Modern Sinemanın Atası
İngiltere’de yapılan ilk çizgi film de, yine 1907 yılının Nisan ayında Walter Booth tarafından Charles Urban Trading Co . adına gerçekleştirildi. “Sanatçının Eli” adlı filmde, önce Booth’un eli, bir kadın ve bir erkek çizerken görülüyor, sonra bu çift dans etmeye başlıyordu.
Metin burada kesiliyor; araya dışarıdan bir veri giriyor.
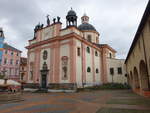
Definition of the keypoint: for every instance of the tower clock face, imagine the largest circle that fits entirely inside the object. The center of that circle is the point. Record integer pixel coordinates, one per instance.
(45, 55)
Animasyonların İlk Hayvan Karakteri
“Old Doc Yak” adlı bir keçidir. Kısa pantolon giyen bu keçi, perdeye Chicago Tribune gazetesinin karikatüristlerinden Sidney Smith tarafından getirildi ve 1913 yılının Temmuz ayında, dizi nin ilk filmi çekildi. Bu çok tutulan kahraman, çizgi filmlerin çocuklar için iyi bir eğlence aracı olması açısından büyük katkıda bulundu. Bu gelişimin etkisi 1919 yılında görüldü ve Pat Sullivan’ın “Felix the Cat” binlerce çocuğun sevgilisi haline geldi.
İlk Renkli Film
Brewster renklendirme yöntemiyle New York’ta Bray Pictures tarafından çekilen ilk renkli çizgi film, “The Debut of Thomas Kat”, 8 Şubat 1920’de gösterime girdi. Transfaran selüodlar üzerine çizilen resimler tersten boyandı ve renkli olarak çekim yapıldı.
İlk Sesli Sinema
Paul Terry tarafından yapıldı. Ezop’un fabllarından yola çıkılarak hazırlanan film, Van Beuren Enterprises şirketi adına çekildi ve 1 Eylül 1928’de New York’ta Mark Strand’da galası yapıldı. Bu filmi, “bir yığın patırdı” olarak nitelendiren Walt Disney, kendisinin ilk sesli çizgi filmi olan “Steamboat Willie”yi 18 Kasım 1928 günü, yine New York’ta, Colony Theatre’da gösterime soktu. Bu filmde, çizgi film dünyasında bütün zamanların en büyük kahramanı Micky Mouse da seyirciyle tanıştı.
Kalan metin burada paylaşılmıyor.